Rupee Soars 65 Paise to 90.38/$ After RBI's Aggressive Market Intervention
Rupee Jumps 1%, Marks Biggest Gain in Two Months

The Indian rupee staged a powerful comeback on Wednesday, closing sharply higher against the US dollar. This surge was driven by aggressive intervention from the Reserve Bank of India (RBI), which stepped into the currency markets to halt a sustained period of depreciation.

A Dramatic Intraday Recovery

The domestic currency closed at 90.38 against the dollar, marking a significant gain of 65 paise from its previous close of 91.03 on Tuesday. During the trading session, the rupee appreciated by as much as 1%, climbing to an intraday high of 90.08. This performance represents the currency's most substantial single-session gain in the past two months, effectively reversing a portion of the sharp decline witnessed in recent weeks.

The Mechanics of the RBI's Move

Market experts indicated that the central bank's decisive action followed growing speculation about its response to the rupee's persistent weakness. Dealers reported that the RBI conducted substantial dollar sales in the spot market. This strategy appeared designed to counter one-sided market expectations of continued rupee depreciation. Historically, the central bank has utilized the element of surprise to maximize the impact of such interventions.

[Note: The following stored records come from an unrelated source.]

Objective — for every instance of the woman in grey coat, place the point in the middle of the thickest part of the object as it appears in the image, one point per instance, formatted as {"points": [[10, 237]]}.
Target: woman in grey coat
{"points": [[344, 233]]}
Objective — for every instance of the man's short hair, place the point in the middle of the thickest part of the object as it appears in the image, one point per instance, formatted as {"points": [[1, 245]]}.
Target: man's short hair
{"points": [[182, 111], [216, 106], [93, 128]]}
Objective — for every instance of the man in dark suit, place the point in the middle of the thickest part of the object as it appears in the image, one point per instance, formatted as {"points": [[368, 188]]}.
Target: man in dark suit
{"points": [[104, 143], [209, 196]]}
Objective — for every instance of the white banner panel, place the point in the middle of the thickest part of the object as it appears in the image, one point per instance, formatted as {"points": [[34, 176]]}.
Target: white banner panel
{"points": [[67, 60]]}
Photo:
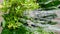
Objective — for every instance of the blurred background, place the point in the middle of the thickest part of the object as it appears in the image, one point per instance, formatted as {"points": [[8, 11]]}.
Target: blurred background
{"points": [[57, 26]]}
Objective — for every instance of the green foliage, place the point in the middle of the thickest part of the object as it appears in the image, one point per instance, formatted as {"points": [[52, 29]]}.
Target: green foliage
{"points": [[14, 10]]}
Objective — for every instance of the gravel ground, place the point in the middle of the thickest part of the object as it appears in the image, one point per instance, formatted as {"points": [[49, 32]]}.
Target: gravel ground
{"points": [[57, 19]]}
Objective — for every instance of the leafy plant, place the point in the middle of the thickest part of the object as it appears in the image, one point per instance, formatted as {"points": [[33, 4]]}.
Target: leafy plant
{"points": [[49, 4], [15, 22]]}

The groundwork for this move may have been laid earlier. The RBI had previously executed a $5 billion dollar-buy swap, a move which traders believe set the stage for the direct intervention seen on Wednesday.

Broader Context and SBI Analysis

The recent volatility has occurred despite robust growth in goods exports, which expanded by 19.4% in November 2025. However, a report from the State Bank of India (SBI) provides crucial context. Its empirical analysis suggests that the benefits of higher export volumes are largely neutralized by the increasing cost of imports, limiting the positive impact on the current trade balance.

The SBI report highlighted that the rupee's rapid slide triggered unprecedented dollar demand in the merchant segment, with combined excess demand reaching a staggering $145 billion. To curb this extreme volatility, the RBI has intervened significantly in recent months. The report estimates that the central bank deployed approximately $30 billion between June and October 2025 to support the currency. This substantial intervention has contributed to a decline in India's foreign exchange reserves, which fell from a peak of $703 billion in June to $687.2 billion by early December.

Future Scenarios for the Rupee

Looking ahead, the SBI report outlines two potential paths for the Indian currency. The first scenario anticipates a continued depreciation, with the rupee potentially sliding towards 92.5 per dollar by mid-2026. The more optimistic second scenario forecasts a strong rebound in the second half of the next fiscal year. In this recovery path, the rupee could appreciate by roughly 6.5% to average around 87 against the US dollar. The central bank's actions will likely play a pivotal role in determining which of these trajectories materializes.